Our house was built in 1850. It has had few owners, because almost everyone who lived here, lived here for a long, long time.
The woman we bought the house from raised five children here and buried a husband. She is an amazing woman.
She left us a special gift--the flag that goes with this house. It has been passed down from owner to owner ever since.
You can see our flag here: http://126.96.36.199/flagFlying.jpg
The first time we raised it was that Friday after 9/11, when President Bush asked Americans to hang their flags.
Jon did a little research on our flag that day. From the standard layout of the stars, and counting the ones that were added, we think it may have been first raised a few decades after the Civil War. Jon wrote about it, 9/11 and the Battle of Antietam here: http://188.8.131.52/flag.html
We've put it up sporadically since then. It is very old, and very fragile. I hesitate to put it out in bad weather.
And sometimes we just forget. We are probably not the most conscientious owner this house has experienced over the years....
Today I read a great post from a blog called "Creating Passionate Users" by Kathy Sierra. It's an older entry (3/21/05) called "One of Us IS Smarter Than All of Us". You can read this entry here: http://headrush.typepad.com/creating_passionate_users/2005/03/one_of_us_iisi_.html
Kathy heard a speech by James Surowiecki, author of THE WISDOM OF CROWDS. You can see this book here: http://www.amazon.com/gp/product/0385503865/
It explains why I hate "groups". But it also gave me an insight into what really is great about our country.

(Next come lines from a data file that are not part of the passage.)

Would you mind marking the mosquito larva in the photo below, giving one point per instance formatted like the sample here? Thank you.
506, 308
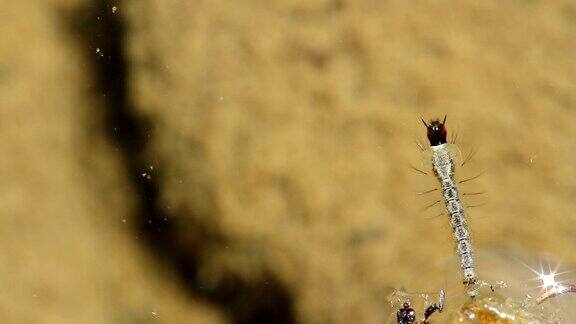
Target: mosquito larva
443, 166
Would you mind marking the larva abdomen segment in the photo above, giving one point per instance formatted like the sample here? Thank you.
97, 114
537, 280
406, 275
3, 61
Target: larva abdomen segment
444, 171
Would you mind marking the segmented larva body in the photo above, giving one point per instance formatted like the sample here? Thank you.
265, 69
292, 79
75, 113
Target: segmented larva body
443, 166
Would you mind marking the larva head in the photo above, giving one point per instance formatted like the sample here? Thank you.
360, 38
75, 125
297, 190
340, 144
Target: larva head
436, 131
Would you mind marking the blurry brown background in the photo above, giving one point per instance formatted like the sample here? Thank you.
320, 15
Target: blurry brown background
248, 161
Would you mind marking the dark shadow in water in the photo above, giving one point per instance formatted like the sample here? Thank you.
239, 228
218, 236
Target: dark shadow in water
101, 34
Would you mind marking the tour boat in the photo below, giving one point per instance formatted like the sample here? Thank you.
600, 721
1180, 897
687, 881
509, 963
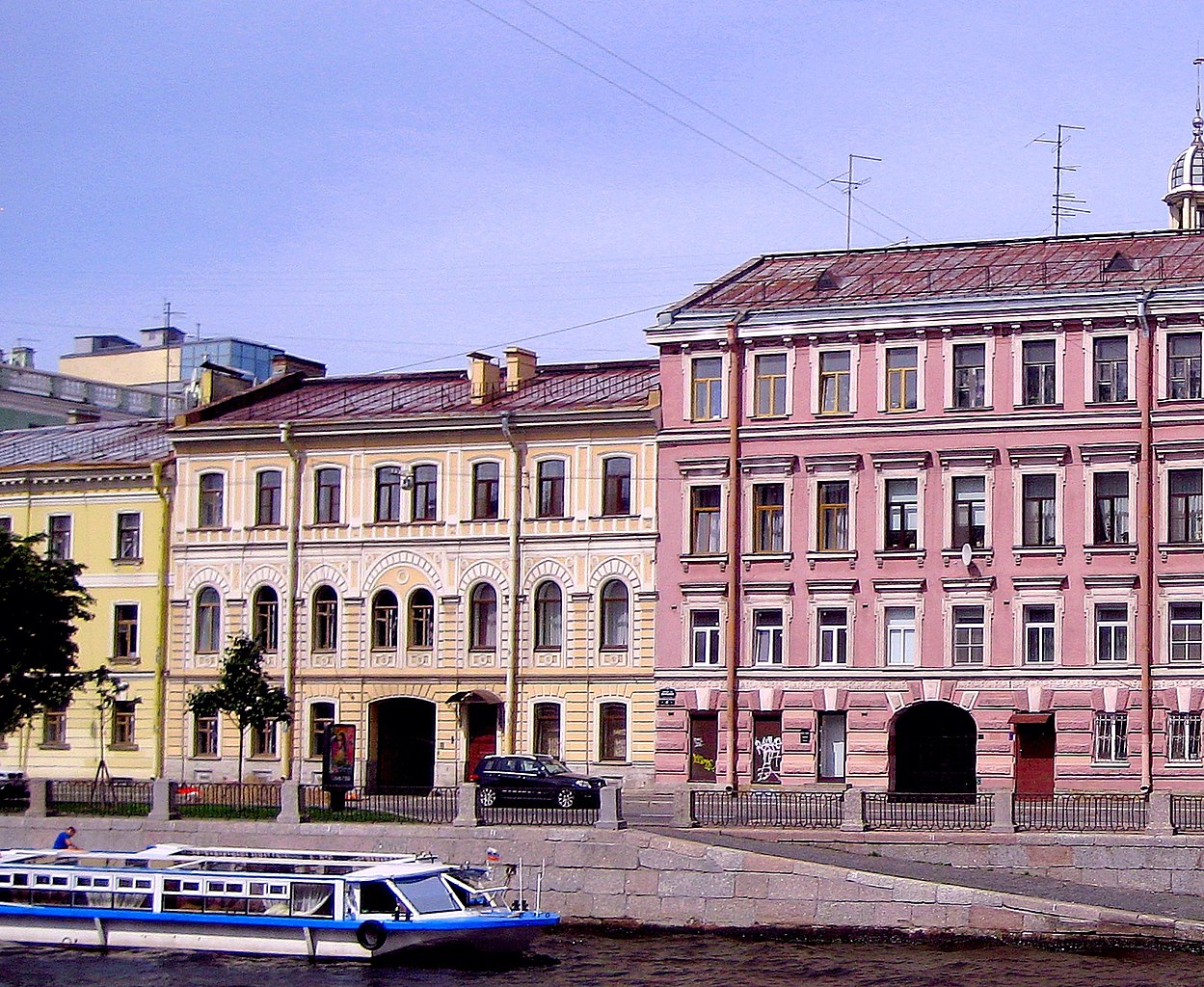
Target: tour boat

Surowiecki says, "The wisdom of crowds comes not from the consensus decision of the group, but from the aggregation of the ideas/thoughts/decisions of each individual in the group."
And: "Diversity increases the quality of the aggregated wisdom of the group." Kathy says, "If you have too many people who are alike, then no matter how smart they all are, they may not come up with the same quality of answer than if you have less smart folks who have a very different point of view. Diversity brings new information. And that new information is valuable."
At our worst, we are a nation of group-think.
But at our best, we are a nation of aggregate thought. Each point of view, no matter how cantankerous or short-sighted, contributes to a lively balance.
Whatever your politics, I hope we all take a moment today to reflect on the great strides forward our country has taken since its birth.
And hopefully, to help in the great strides it will continue to take.